L K Advani, Murli Manohar Joshi, Yashwant Sinha and Shanta Kumar, a quartet now past their political prime, are unlikely to find resonance among an electorate largely of those too young to remember their political exploits. They have, however, in their withering letter to the BJP leadership, tapped into the restiveness in the party.
This older leadership believes the team at the helm at 11, Ashok Road, the national headquarters, is not deserving.
They resent that leaders with, they feel, little experience have been fast-tracked to senior positions.
While, they have not only been marginalised and not paid the respect they believe is their due, for having devoted the best years of their lives to build the BJP.
The BJP is, arguably, the most democratic of mainstream political parties in India's recent political history, in its structures.
And, the party president’s job here is to come across as a believer in consensual decision making in form, if not in content. Shah is considered a big failure in this. Jagat Prakash Nadda and Om Mathur, both more adept, could be replacements.
Shah and his team are known to make seniors, including MPs, wait for hours for an audience.
Two sturdy guards, in addition to gun-toting commandos, stop people from entering Shah's room at the party HQ.
Seniors say this contrasts with how Advani, Joshi and Vajpayee ran the party.
"Theirs was an open house. Anybody could meet them. Now, the office is deserted when Shah is not in town," a veteran said.
And, not only the patriarchs -- even party presidents as Venkaiah Naidu, Rajnath Singh and Nitin Gadkari kept an open house, following a consultative approach.
This sentiment echoes among Rashtriya Swayamsevak Sangh leaders.
They seethe at Shah and his team's brusque manner. Lack of vinamrata or humility is often cited as the worst of the leadership's ills.
They argue Shah's team in Bihar for the elections, all people from outside, were arrogant in dealing with the state’s leadership.
Local leaders and workers, whether RSS or BJP, were not involved in decision making. Even simple things like the making of hoardings, posters and other election material that should have gone to local leaders and workers was entrusted to people from Gujarat and Maharashtra.
They also question Shah's reputation as a strategist, punctured after the assembly polls in both Delhi and Bihar.
He, they say, delivered the Uttar Pradesh victory in the Lok Sabha and the subsequent assembly poll triumphs on the back of the Modi wave and hard work by the RSS pracharaks and swayamsevaks.
They are convinced the effort to paint RSS chief Mohanrao Bhagwat as villain of the Bihar loss for his comments on a review of reservation policy was engineered by Shah and his team.
Then, there is the younger lot, many picked and groomed by Rajnath Singh, Sushma Swaraj, Gadkari and Arun Jaitley.
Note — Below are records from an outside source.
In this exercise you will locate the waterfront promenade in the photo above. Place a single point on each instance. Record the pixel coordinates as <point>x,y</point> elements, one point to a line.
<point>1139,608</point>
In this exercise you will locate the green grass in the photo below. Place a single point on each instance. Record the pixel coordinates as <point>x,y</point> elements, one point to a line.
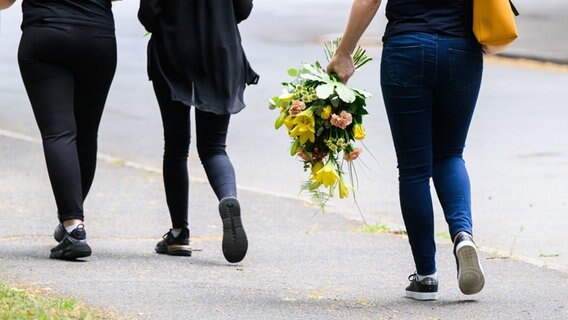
<point>380,228</point>
<point>375,228</point>
<point>18,304</point>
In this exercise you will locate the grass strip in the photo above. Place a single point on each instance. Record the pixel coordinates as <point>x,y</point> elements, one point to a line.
<point>19,304</point>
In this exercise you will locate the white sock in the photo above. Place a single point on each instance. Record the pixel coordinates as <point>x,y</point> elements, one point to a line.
<point>421,277</point>
<point>176,232</point>
<point>72,227</point>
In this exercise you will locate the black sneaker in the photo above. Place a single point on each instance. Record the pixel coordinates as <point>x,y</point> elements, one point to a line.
<point>72,245</point>
<point>175,246</point>
<point>471,278</point>
<point>424,290</point>
<point>235,243</point>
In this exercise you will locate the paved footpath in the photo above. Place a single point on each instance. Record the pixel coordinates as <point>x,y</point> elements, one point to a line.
<point>299,265</point>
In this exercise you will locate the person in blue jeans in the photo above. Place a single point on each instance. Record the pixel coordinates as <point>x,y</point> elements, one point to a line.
<point>431,70</point>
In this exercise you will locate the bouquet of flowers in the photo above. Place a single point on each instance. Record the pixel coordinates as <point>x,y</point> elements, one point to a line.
<point>324,119</point>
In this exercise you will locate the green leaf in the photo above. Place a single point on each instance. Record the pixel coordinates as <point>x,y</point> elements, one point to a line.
<point>345,93</point>
<point>325,90</point>
<point>364,93</point>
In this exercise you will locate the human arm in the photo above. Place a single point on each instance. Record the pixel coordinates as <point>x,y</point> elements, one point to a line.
<point>242,9</point>
<point>148,13</point>
<point>362,13</point>
<point>5,4</point>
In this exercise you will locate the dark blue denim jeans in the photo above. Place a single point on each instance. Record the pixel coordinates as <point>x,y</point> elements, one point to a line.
<point>430,85</point>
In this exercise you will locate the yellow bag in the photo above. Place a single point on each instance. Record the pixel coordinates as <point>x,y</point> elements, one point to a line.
<point>494,24</point>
These men and women, apart from those who have already made it to the council of ministers, are the more soothing faces of the BJP, and not the set of aggressive spokespersons of the party one sees on television these days, whose primary qualification appears to be the ability to shout down the opposition.
A younger leader says the party is mired in an intellectual morass because Shah has surrounded himself with mediocre henchmen, having little political acumen.
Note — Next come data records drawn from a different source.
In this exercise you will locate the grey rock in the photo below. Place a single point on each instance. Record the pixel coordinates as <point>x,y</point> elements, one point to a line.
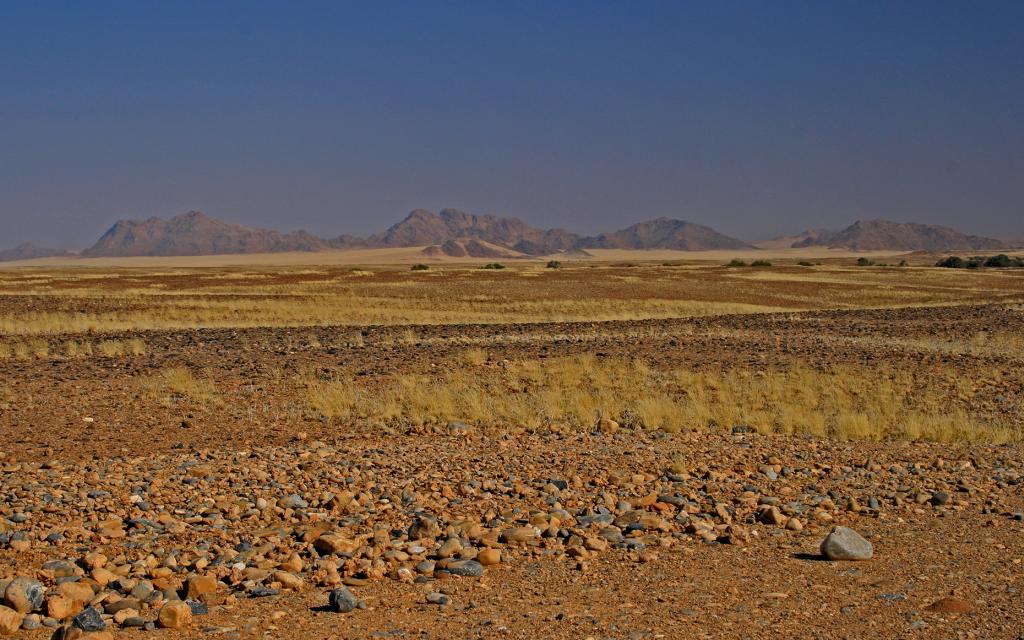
<point>89,620</point>
<point>294,502</point>
<point>465,568</point>
<point>846,544</point>
<point>30,589</point>
<point>342,600</point>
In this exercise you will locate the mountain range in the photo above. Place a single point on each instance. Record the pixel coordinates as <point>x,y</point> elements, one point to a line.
<point>889,236</point>
<point>457,233</point>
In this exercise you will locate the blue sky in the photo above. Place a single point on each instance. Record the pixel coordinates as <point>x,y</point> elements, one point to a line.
<point>756,118</point>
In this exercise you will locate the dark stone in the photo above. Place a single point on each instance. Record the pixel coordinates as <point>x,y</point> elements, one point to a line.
<point>263,592</point>
<point>89,620</point>
<point>465,568</point>
<point>342,600</point>
<point>198,607</point>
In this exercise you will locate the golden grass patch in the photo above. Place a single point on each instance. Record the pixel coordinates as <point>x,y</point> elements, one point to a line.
<point>844,401</point>
<point>178,383</point>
These men -- there indeed are not any women of note in Shah's team -- were upstarts, managing the logistics but quick to kowtow to Shah when he came to Delhi, is the criticism.
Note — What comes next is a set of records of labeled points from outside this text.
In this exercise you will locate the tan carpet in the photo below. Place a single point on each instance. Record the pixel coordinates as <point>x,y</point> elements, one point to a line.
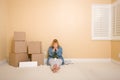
<point>76,71</point>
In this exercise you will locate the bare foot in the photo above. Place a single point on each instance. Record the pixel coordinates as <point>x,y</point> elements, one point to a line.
<point>55,68</point>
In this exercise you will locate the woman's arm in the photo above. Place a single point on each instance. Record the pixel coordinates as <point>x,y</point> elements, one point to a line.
<point>59,52</point>
<point>50,52</point>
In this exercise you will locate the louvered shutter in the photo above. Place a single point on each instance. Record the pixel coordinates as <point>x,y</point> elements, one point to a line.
<point>101,20</point>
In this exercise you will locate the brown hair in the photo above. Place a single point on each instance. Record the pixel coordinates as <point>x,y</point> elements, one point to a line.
<point>55,41</point>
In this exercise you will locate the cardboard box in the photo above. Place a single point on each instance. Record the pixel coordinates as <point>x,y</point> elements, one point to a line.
<point>19,36</point>
<point>34,47</point>
<point>14,59</point>
<point>19,47</point>
<point>39,58</point>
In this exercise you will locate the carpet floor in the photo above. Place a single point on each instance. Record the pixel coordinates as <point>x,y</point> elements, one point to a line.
<point>76,71</point>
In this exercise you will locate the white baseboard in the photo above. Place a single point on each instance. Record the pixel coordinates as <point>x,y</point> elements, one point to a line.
<point>77,60</point>
<point>3,61</point>
<point>114,61</point>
With no political base of their own or even political acumen, they depend on Shah staying in office. This is primarily why these men will never give Shah and the leadership any bad news.
As in Bihar. Shah, it seems, will have to go but the question is when and how. His presidential term ends in January. The prime minister is likely to look for a suitable opportunity to ease out Shah, possibly inducting him into the Union Cabinet.
However, this is not a challenge to Modi’s position. The PM remains the party’s sole match-winner. If anybody can win 2019 for the BJP, it is Modi. Rajnath, Venkaiah, Jaitley, Swaraj and all others recognise that and will back him to the hilt.
But, if the events of the past few days suggest anything, a more consultative approach with his party -- and with its allies, as well as the opposition -- would increase the PM’s stature, not lessen it.